The drives contain software that was used to initialize a professional-grade storage hardware sold under its Storwize brand. Drive transport software for three different models has been affected, and IBM recommends that drives be destroyed or cleaned securely for reuse.
The situation is not as serious as it would have been. The malicious code does not actually work during the initialization process on the Storwize devices for which the disks are intended. IBM also notes that the Trojan is already identified by at least a dozen popular anti-malware applications (the VirusTotal service puts the number about 60).

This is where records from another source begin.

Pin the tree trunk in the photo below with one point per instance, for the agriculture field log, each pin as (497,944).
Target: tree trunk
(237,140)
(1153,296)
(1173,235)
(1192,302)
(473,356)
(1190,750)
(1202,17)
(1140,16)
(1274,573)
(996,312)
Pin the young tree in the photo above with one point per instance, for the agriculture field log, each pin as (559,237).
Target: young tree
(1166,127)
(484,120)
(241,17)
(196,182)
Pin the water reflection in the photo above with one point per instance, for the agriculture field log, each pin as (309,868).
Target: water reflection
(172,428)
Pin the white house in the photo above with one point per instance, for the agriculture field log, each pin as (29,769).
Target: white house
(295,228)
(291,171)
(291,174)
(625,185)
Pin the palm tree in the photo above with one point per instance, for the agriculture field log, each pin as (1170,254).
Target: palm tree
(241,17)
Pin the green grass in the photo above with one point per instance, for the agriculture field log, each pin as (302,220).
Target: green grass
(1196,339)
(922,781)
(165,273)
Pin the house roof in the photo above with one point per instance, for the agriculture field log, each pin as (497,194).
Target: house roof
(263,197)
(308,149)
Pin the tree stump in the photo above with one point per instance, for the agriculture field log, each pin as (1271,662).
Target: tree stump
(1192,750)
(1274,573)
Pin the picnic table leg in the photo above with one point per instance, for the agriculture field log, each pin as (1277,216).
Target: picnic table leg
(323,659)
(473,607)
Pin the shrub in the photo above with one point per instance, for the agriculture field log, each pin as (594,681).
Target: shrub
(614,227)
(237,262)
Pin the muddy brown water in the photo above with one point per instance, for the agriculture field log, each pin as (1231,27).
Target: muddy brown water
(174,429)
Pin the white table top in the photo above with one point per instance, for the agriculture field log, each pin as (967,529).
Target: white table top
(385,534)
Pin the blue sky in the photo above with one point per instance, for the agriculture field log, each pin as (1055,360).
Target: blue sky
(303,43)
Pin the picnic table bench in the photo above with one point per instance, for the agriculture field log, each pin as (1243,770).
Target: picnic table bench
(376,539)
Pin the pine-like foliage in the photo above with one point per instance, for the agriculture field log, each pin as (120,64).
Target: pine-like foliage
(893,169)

While the real danger posed by these readers is minimal, the incident serves as an important reminder that digital threats may hide anywhere. In the case of IBM units sent to their customers, they are suspected of being infected somewhere in the supply chain.
Supply chains have been a major safety issue for years. In 2011, the Department of Homeland Security warned Congress of the presence of malicious software in imported electronic products. A year earlier, buyers of some HP flash drives discovered they were pre-infected.
Last spring, the American Dental Association found itself entangled in a USB disk incident very similar to this one. In March of this year, more than three dozen Android devices were infected by Check Point researchers.
It is rather disturbing to think that you could buy an infected device unknown in a department store but it is much more alarming that state-sponsored groups use this tactic to target the types of businesses and organizations that Purchase IBM Storwize devices.